The point of my post is that I have no pictures of it and have a hard time finding any info via the net.. so if anyone has pics or a link or two, please reply here. Thanks!


----------



## mechagouki (Nov 30, 2007)

http://www.konaretro.com/showarticle.php?path=articles/catalogues/


----------



## anthonyinhove (Nov 3, 2007)

Unfortunately the 1995 brochure is not on the web yet, but here are some pictures, including one sad one with an airless Marzocchi XCR. Specification can be found in bikepedia of course.


----------



## Duey (May 13, 2009)

*Thanks!!*

Thanks Anthonyinhove!!

I loved the black w/ gold graphics. If I could find a medium frame, I would modify the linkage and mounting points so that an RP23 would fit. I miss that bike a bunch 

It inspired me to purchase my current ride.

Interesting "snowflake" spoke pattern on the front wheel there..


----------



## MendonCycleSmith (Feb 10, 2005)

Duey said:


> Interesting "snowflake" spoke pattern on the front wheel there..


Twist lacing.

Simple, and uselessly cool

Just add 3mm to the spoke length at build time, and do a once around on the final cross.

I've built a mess of them. My son uses one, and has beat the hell out of it, so it holds up fine.


----------



## anthonyinhove (Nov 3, 2007)

I like the way they named the bike Sex and then were at pains to emphasise that this was of course an abbreviation of suspension experience and nothing for your maiden aunt to be concerned about whatsoever. Any resemblance to any physical function, alive or dead, being purely coincidental.
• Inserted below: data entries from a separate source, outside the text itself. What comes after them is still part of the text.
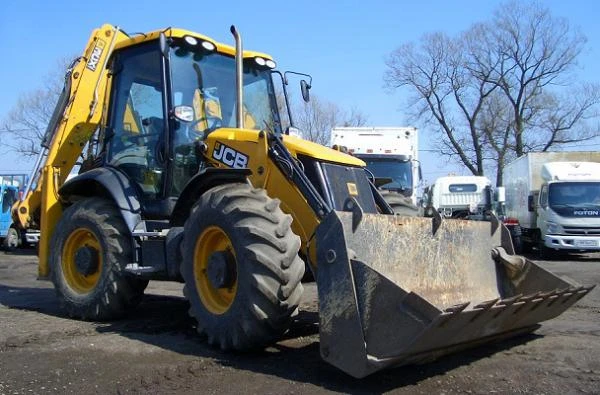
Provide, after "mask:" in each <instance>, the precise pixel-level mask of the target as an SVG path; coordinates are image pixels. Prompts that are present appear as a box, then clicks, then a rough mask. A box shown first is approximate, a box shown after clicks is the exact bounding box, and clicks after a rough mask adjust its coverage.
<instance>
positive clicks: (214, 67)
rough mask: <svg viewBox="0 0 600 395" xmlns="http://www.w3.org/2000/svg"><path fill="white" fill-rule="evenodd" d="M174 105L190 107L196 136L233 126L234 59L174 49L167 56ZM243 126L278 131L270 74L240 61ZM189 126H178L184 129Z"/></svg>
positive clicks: (233, 112) (204, 53) (248, 64)
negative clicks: (168, 63) (171, 86)
mask: <svg viewBox="0 0 600 395" xmlns="http://www.w3.org/2000/svg"><path fill="white" fill-rule="evenodd" d="M171 79H172V87H173V92H172V97H173V105H174V106H180V105H184V106H191V107H192V108H193V110H194V114H193V117H194V121H193V122H191V124H192V125H191V126H192V127H193V128H194V130H195V131H196V132H198V133H203V132H206V131H209V132H210V130H212V129H214V128H217V127H232V128H233V127H236V88H235V59H234V58H233V57H230V56H226V55H223V54H219V53H217V52H192V51H189V50H187V49H184V48H183V47H175V48H173V49H172V54H171ZM243 81H244V88H243V92H244V97H243V101H244V109H243V114H244V127H245V128H247V129H257V130H260V129H262V130H269V131H272V132H281V130H280V127H281V126H280V120H279V114H278V112H277V105H276V99H275V91H274V89H273V82H272V80H271V71H270V70H269V69H264V68H263V69H261V68H259V66H258V65H256V64H255V63H254V61H253V60H246V61H244V73H243ZM188 126H190V125H180V129H184V128H186V127H188Z"/></svg>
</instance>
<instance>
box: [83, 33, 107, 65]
mask: <svg viewBox="0 0 600 395" xmlns="http://www.w3.org/2000/svg"><path fill="white" fill-rule="evenodd" d="M104 45H105V44H104V41H102V40H98V42H96V46H95V47H94V49H93V50H92V54H91V55H90V60H88V63H87V66H86V67H87V68H88V69H90V70H92V71H96V67H98V62H100V57H101V56H102V51H103V50H104Z"/></svg>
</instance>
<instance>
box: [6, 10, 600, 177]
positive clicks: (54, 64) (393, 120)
mask: <svg viewBox="0 0 600 395" xmlns="http://www.w3.org/2000/svg"><path fill="white" fill-rule="evenodd" d="M208 4H210V5H208ZM501 4H502V2H501V1H498V0H477V1H475V0H463V1H461V0H455V1H448V0H445V1H441V0H428V1H422V2H415V1H411V2H409V1H399V0H396V1H390V0H371V1H336V0H320V1H271V0H263V1H244V2H236V1H233V2H231V1H230V2H227V3H225V2H210V3H208V2H204V1H185V2H176V1H169V2H167V1H155V0H145V1H142V2H128V1H123V0H121V1H115V0H105V1H102V2H97V3H96V2H85V1H66V0H64V1H61V0H54V1H46V0H40V1H31V0H2V1H1V2H0V37H2V40H0V54H1V59H2V61H1V62H0V70H1V72H0V87H1V90H0V120H2V119H4V118H5V116H6V115H7V113H8V112H9V111H10V110H11V108H13V106H14V105H15V104H16V102H17V100H18V98H19V97H20V96H21V95H23V94H25V93H26V92H30V91H34V90H35V89H37V88H40V87H42V86H43V83H44V78H45V77H46V76H47V75H48V74H49V73H51V72H55V71H56V68H57V64H58V62H59V61H60V60H61V59H64V58H70V57H74V56H77V55H79V54H81V52H82V51H83V49H84V45H85V44H86V42H87V40H88V38H89V35H90V33H91V31H92V30H93V29H94V28H96V27H99V26H101V25H102V24H104V23H110V24H113V25H117V26H119V27H120V28H121V29H123V30H124V31H126V32H128V33H135V32H146V31H153V30H157V29H162V28H165V27H168V26H172V27H180V28H184V29H187V30H192V31H195V32H198V33H202V34H204V35H207V36H209V37H212V38H213V39H215V40H217V41H220V42H225V43H230V44H232V45H233V38H232V37H231V34H230V33H229V27H230V26H231V25H232V24H234V25H235V26H236V27H237V28H238V30H239V31H240V32H241V34H242V38H243V42H244V48H245V49H250V50H256V51H260V52H266V53H268V54H270V55H272V56H273V57H274V59H275V60H276V61H277V64H278V69H279V70H282V71H284V70H294V71H301V72H305V73H308V74H310V75H312V77H313V84H312V89H311V93H312V94H314V95H317V96H319V97H321V98H323V99H326V100H328V101H331V102H333V103H335V104H337V105H338V106H339V107H341V108H343V109H347V110H349V109H351V108H356V109H358V110H360V112H361V113H362V114H364V115H365V116H366V117H367V125H366V126H417V127H419V129H420V144H419V148H420V150H421V151H420V159H421V166H422V170H423V174H424V178H425V179H426V180H428V181H429V182H433V181H434V180H435V178H436V177H438V176H442V175H447V174H448V173H449V172H453V173H456V174H465V175H466V174H468V172H467V171H466V170H464V169H462V168H460V167H457V166H456V165H453V164H448V163H447V162H446V160H445V159H442V158H441V157H439V156H438V155H437V154H436V153H435V152H431V149H432V146H431V139H432V134H433V133H432V131H431V130H428V129H427V128H421V125H418V124H416V125H412V124H411V125H409V124H408V122H407V111H406V98H407V97H408V92H407V91H398V92H395V93H389V92H387V91H386V90H385V89H384V82H383V75H384V72H385V69H386V66H385V63H384V61H385V58H386V56H387V55H388V54H389V53H390V52H392V51H393V50H394V49H396V48H397V47H399V46H400V45H401V44H403V43H406V42H416V41H417V40H418V39H419V38H420V37H421V36H422V35H423V34H425V33H431V32H436V31H441V32H444V33H447V34H449V35H454V34H457V33H459V32H461V31H464V30H466V29H468V28H469V27H470V26H471V25H472V24H473V23H476V22H482V21H485V20H487V19H489V18H491V16H492V13H493V11H494V10H495V9H496V8H497V7H498V6H499V5H501ZM543 4H544V5H545V6H547V7H548V8H549V9H550V10H551V12H552V14H553V16H557V17H564V18H567V19H568V21H569V23H570V24H571V26H573V27H574V28H578V29H579V30H580V31H581V32H583V34H585V35H586V36H587V38H588V43H587V46H586V50H585V52H584V53H583V54H582V55H581V56H580V58H579V62H580V65H581V70H580V71H579V73H580V76H581V79H582V80H585V81H590V82H594V81H596V82H597V81H599V80H600V79H599V78H598V76H600V25H599V24H598V23H597V18H598V16H599V15H600V2H599V1H595V0H587V1H584V0H579V1H577V0H575V1H571V2H568V1H564V0H548V1H544V2H543ZM0 148H1V147H0ZM0 153H2V154H1V155H0V172H6V171H29V170H30V169H31V167H32V162H26V161H24V160H22V159H20V158H17V157H15V156H14V155H12V154H10V153H6V152H4V151H2V150H1V149H0Z"/></svg>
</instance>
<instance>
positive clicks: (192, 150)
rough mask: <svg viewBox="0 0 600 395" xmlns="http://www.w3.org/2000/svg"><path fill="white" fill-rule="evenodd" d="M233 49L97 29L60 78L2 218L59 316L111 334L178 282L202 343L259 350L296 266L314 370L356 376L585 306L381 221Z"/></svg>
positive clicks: (454, 234) (507, 244)
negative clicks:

But the best name was the custom version, the For Play. One of the best bike names ever IMHO.


----------



## anthonyinhove (Nov 3, 2007)

Duey said:


> It inspired me to purchase my current ride.


To be fair to Rocky, their design has stood the test of time rather better than the URT Kona. Your bike is basically the same design as this Element Race that was first sold in 1996 (or maybe even the autumn of 95)


----------



## tex540 (Jul 12, 2009)

The Kona Sex One is an awsome bike! I still ride my '97 Sex One that I bought on clearance for $1200 in '98 as my only XC bike. It's got thousands of off road miles on it and is mostly in original form too. I've replaced the fork/headset, saddle, and tires of course, but the rest, including the rear shock is original. I've only had to have the bushings replaced once. The LBS got a big kick seeing that old steed come into the shop. I'd say I got my money's worth out of that purcahse! I've been thinking about buying something new lately (Titus ML), but I don't know if I can part with my old friend. If my son grows just a little bit more he can start riding it. The bike is older then he is! I don't think I have any pics of it. How sad it that? I've owned the bike for 11 years and don't have any pics. I'll try to get some and post on here.


----------



## tex540 (Jul 12, 2009)

Here are a few shots of the Sex One in action yesterday.


----------



## Linoleum (Aug 25, 2008)

Its great to see some action pics!!!! Well done sir.


----------



## gecko223 (Jul 21, 2009)

Looks like you have a good action photographer following you around


----------



## DeeEight (Jan 13, 2004)

To be fair...rocky stole the element design from Chris Herting of 3D Racing. Chris was the first with a rocker-link linkage back in oh, well he had one on display at Interbike in 1992.


----------



## Duey (May 13, 2009)

*It could be..*

It may be accredited to Chris H.. all I know is that I like the design. It provides enough travel for where I ride with minimal deflection and fairly light wieght.


----------